August 04, 2006


Academic Freedom, Part II

...My previous post highlighted the case of conspiracy theorist and folklore professor Kevin Barrett, who has drawn criticism for airing his views on government-planted explosives in the Twin Towers and detonating them on September 11, 2001. I’m not sure how that plays a role in folklore curriculum, but that’s not necessarily the point of this particular column.
...For this post, the primary focus is the idea of how far the term “academic freedom” can be taken, especially when the information being presented goes beyond the realm of being thought-provoking and enters the realm of factual inaccuracy.
...This was one of Ward Churchill’s downfalls, whereby he cried “academic freedom” to defend anything and everything that came out of his mouth (or pen), including his fictional account of the United States Army distributing smallpox-infected blankets to Mandan Indians during the 1800s in his book Indians Are Us?. Oddly enough, he cited Russell Thornton’s American Indian Holocaust and Survival: A Population History Since 1492, which offered a completely different scenario, in which the smallpox were actually spread by traders on the steamboat St. Peter’s.
...Similarly, the term “academic freedom” is being utilized once again in an effort to defend factually-questionable remarks regarding the 9/11 attacks on the World Trade Center. Thus, the question arises: What constitutes academic freedom?
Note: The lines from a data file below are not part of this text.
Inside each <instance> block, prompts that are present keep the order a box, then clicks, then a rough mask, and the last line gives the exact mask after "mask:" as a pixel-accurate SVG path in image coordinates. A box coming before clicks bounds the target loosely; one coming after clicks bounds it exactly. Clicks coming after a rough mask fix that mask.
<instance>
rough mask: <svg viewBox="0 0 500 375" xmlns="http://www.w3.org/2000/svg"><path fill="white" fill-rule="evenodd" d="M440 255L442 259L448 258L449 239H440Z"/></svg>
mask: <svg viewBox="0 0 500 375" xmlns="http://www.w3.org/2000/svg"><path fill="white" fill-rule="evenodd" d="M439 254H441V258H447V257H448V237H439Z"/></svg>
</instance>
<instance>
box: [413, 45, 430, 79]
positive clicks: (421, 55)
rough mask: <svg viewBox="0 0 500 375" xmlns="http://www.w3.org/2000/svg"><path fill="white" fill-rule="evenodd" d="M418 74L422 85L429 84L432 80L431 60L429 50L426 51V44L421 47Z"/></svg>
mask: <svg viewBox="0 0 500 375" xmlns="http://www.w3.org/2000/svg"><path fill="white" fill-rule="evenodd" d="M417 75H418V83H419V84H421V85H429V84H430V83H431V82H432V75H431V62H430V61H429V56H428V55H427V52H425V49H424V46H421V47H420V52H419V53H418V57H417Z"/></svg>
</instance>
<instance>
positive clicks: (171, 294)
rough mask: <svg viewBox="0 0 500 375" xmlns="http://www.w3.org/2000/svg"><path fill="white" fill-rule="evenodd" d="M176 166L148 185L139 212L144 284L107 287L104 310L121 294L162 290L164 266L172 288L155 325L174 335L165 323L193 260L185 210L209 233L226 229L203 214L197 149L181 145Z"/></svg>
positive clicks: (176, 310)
More specifically, where do we draw the line when and if an educator—on any level, from elementary school to university professor—crosses the line that separates reality from fantasy? Better yet, can we do anything, since First Amendment rights are routinely invoked in defense of the occurrences?
...Perhaps it would be more appropriate to suggest that the lines between free speech, propagandizing, and job descriptions have become blurred. A national backlash at school boards in both Kansas and Pennsylvania showed us that creationist theories would not be tolerated if they’re presented in a factual manner within a science classroom setting, but if a science teacher cried “academic freedom,” should they be allowed to espouse any viewpoint for the sake of provoking critical thinking? Similarly, if a teacher taught a conspiracy theory as fact, would he/she be allowed to defend the material under the guise of academic freedom?
...There’s no doubt that professors and public school teachers have different levels of what they’re allowed to present in terms of curriculum, but each has—or should have—the ability to present fact as fact and opinion as opinion. Moreover, the opinion should be backed by facts in an effort to defend the viewpoint.
...An educator, no matter the level, should foster critical thinking. Critical thinking, however, happens when multiple viewpoints are presented and the student has the opportunity to come to a conclusion of their own (the “Taking Sides” approach, if you will). This was one of my biggest complaints with respect to the Jay Bennish incident a few months ago—it wasn’t really a pro-and-con approach so much as it was a soapbox approach.
...We shouldn’t be referred to as “teachers” or “educators” if our primary reason for entering the field of education is to offer a heaping serving of propaganda to students. It would be more appropriate to call us indoctrinators. If propaganda is, indeed, the primary focus of someone, they should sooner become an author or columnist in their pursuit of advancing a particular agenda.
...Education will continue to come under fire if it’s used as an outlet for propaganda, no matter if it’s from the right or from the left, and the term “academic freedom” will become not only clichéd but also cheapened if it continues to find its place as a defense for presenting viewpoints that might otherwise be brushed aside were it not for captive audiences.


Blogger Ms. B said...

If I were to say anything in my classroom, I'd might be exercising some academic freedom, but it certainly would not be academic responsibility. "Academic freedom" seems to be a general excuse used by people who want to take advantage of their positions as educators so that they can have an audience for their theories, opinions, and "facts." Perhaps the 1st Amendment gives them the right to do so. I guess that simply means that it isn't illegal for them to express their opinions in a classroom. However, a school district/university still has a right to terminate an employee if they're not doing their educate. Rattling off one's beliefs is not necessarily teaching.

August 06, 2006  
Blogger J.P. said...

The scary thing is that some people view preaching as teaching.

August 07, 2006  
Blogger a.m. said...

Yeah, and most of them have the word "professor" in their title because somehow those three little letters after their name gives them the right.